— Тесно, не пробьешься в ворота, ребра ломают.
— А — для чего затеяли это самое? Затеяли и — в сторону?
И сквозь все голоса из глубины зрителей ручейком пробивался один тревожный чей-то голосок:
— Я — не понимаю: к чему этот парад? Ей-богу, право, не знаю — зачем? Если б, например, войска с музыкой… и чтобы духовенство участвовало, хоругви, иконы и — вообще — всенародно, ну, тогда — пожалуйста! А так, знаете, что же получается? Раздробление как будто. Сегодня — фабричные, завтра — приказчики пойдут или, скажем, трубочисты, или еще кто, а — зачем, собственно? Ведь вот какой вопрос поднимается! Ведь не на Ходынское поле гулять пошли, вот что-с…

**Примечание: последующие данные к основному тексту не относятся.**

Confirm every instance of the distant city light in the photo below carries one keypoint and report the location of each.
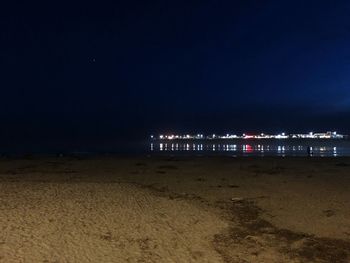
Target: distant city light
(283, 135)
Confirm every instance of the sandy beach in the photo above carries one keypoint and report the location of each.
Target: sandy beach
(175, 209)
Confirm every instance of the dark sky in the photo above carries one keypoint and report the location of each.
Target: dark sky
(98, 71)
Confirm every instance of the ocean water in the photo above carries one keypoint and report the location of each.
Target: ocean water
(239, 147)
(233, 147)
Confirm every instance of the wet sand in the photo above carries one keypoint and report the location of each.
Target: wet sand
(175, 209)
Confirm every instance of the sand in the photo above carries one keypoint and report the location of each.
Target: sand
(175, 209)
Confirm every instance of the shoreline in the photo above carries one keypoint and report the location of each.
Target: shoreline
(187, 209)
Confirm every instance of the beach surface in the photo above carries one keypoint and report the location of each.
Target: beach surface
(175, 209)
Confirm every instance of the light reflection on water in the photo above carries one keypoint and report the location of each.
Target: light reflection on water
(245, 149)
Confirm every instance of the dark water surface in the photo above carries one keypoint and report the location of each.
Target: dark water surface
(239, 147)
(233, 147)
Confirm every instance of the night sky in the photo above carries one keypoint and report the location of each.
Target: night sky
(97, 72)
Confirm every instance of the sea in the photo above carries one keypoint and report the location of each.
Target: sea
(254, 147)
(220, 147)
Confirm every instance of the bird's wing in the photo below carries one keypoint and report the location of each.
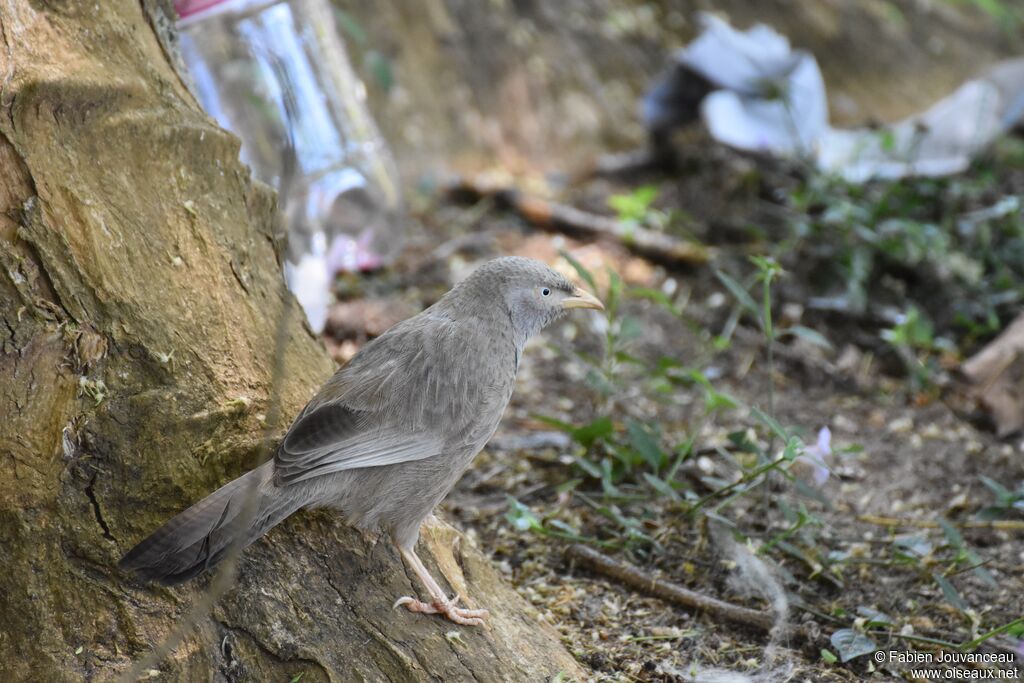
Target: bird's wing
(389, 404)
(333, 437)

В бессвязном говоре зрителей и в этой тревожной воркотне Самгин улавливал клочья очень знакомых ему и даже близких мыслей, но они были так изуродованы, растрепаны, так легко заглушались шарканьем ног, что Клим подумал с негодованием:
«Какое мещанство. Нищенство».
Из Кремля поплыл густой рев, было в нем что-то шерстяное, мохнатое, и казалось, что он согревает сыроватый, холодный воздух. Человек в поддевке на лисьем мехе успокоительно сообщил:
— Поют! «Спаси, господи» поют!
Снял шапку, перекрестился на храм Василия Блаженного и торопливо пошел прочь.

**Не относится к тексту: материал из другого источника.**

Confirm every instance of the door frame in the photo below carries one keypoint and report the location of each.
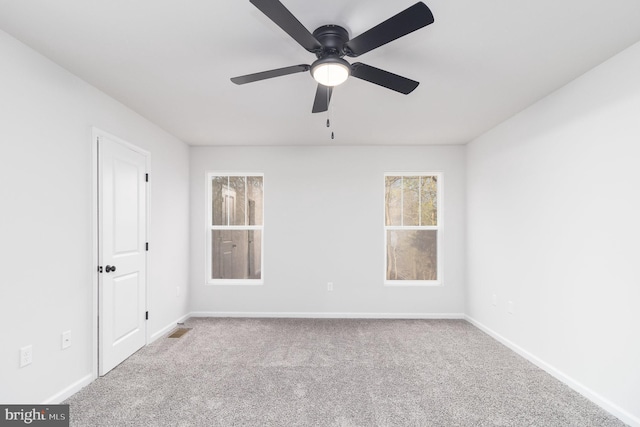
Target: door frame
(96, 133)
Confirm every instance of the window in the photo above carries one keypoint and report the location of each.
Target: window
(235, 228)
(412, 228)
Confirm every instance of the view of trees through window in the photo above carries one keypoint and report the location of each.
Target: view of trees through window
(236, 227)
(411, 227)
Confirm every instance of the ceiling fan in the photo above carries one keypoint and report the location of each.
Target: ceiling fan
(330, 43)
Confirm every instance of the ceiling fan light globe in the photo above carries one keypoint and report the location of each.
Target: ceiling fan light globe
(331, 73)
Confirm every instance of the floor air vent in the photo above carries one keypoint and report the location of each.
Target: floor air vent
(179, 332)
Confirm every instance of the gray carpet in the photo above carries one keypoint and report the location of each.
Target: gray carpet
(329, 372)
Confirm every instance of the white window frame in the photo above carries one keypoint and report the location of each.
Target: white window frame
(210, 227)
(439, 227)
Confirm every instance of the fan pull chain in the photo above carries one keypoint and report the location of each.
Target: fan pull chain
(329, 113)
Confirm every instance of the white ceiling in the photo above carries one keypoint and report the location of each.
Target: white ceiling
(478, 64)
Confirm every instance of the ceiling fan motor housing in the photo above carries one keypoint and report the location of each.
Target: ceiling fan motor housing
(332, 38)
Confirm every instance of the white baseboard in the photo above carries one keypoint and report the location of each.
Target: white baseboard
(64, 394)
(604, 403)
(165, 330)
(328, 315)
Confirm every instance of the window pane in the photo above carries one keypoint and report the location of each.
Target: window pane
(429, 200)
(236, 254)
(236, 200)
(412, 255)
(218, 208)
(411, 200)
(393, 200)
(254, 200)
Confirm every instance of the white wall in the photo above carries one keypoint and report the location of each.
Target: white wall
(46, 277)
(554, 226)
(324, 223)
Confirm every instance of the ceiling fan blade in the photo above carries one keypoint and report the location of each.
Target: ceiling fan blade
(323, 96)
(383, 78)
(405, 22)
(285, 20)
(240, 80)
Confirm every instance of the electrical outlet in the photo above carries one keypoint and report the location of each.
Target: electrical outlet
(26, 355)
(66, 339)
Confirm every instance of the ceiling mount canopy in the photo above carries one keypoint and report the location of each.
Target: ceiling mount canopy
(330, 43)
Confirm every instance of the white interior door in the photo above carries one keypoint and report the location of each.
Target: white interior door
(122, 211)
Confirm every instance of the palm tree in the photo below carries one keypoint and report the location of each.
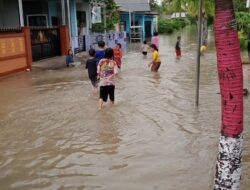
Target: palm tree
(228, 166)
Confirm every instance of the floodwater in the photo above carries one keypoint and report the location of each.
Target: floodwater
(54, 138)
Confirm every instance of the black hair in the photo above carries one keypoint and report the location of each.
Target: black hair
(109, 53)
(101, 44)
(120, 45)
(155, 33)
(154, 47)
(92, 52)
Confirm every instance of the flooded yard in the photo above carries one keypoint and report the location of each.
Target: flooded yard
(53, 137)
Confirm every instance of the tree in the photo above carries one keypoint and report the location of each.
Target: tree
(228, 166)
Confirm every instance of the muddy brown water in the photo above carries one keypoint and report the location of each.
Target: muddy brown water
(53, 137)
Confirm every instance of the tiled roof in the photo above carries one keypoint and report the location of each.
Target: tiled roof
(133, 5)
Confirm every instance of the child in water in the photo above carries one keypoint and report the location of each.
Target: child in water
(178, 47)
(118, 55)
(92, 69)
(156, 62)
(100, 52)
(70, 59)
(144, 48)
(107, 68)
(155, 40)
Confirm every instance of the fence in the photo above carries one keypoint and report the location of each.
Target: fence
(15, 50)
(45, 42)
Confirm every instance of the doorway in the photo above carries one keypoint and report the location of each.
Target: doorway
(148, 25)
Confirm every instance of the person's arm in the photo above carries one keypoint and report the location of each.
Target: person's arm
(154, 60)
(86, 67)
(98, 70)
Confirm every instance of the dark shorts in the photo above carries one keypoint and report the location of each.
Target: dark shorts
(94, 81)
(155, 66)
(107, 91)
(178, 52)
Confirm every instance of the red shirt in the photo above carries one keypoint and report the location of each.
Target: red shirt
(118, 56)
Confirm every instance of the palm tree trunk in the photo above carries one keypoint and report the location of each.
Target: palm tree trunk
(228, 166)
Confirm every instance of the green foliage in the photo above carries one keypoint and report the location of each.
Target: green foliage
(242, 40)
(243, 22)
(168, 26)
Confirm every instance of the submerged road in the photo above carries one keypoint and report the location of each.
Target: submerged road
(54, 138)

Все зрители как бы только этого и ждали, плотная стена их стала быстро разваливаться, расползаться; пошел и Самгин. У торговых рядов он наткнулся на Митрофанова; Иван Петрович стоял, прислонясь к фонарю, надув щеки, оттопырив губы, шапка съехала на глаза ему, и вид у него был такой, точно он только что получил удар по затылку. Самгину даже показалось, что он — пьяный. Иван Петрович смотрел прямо в лицо его, но не здоровался. Эта встреча обрадовала Клима, как встреча с приятным человеком после долгого и грустного одиночества; он протянул ему руку и- заметил, что постоялец, прежде чем пожать ее, беспокойно оглянулся.
— Ну, что вы скажете?
— Замечательно, — быстро ответил Митрофанов. — Замечательно, — повторил он, вскинув голову и этим поправив шапку. — Стройно, — сказал он, щупая пальцами пуговицу пальто. — Весьма… внушительно!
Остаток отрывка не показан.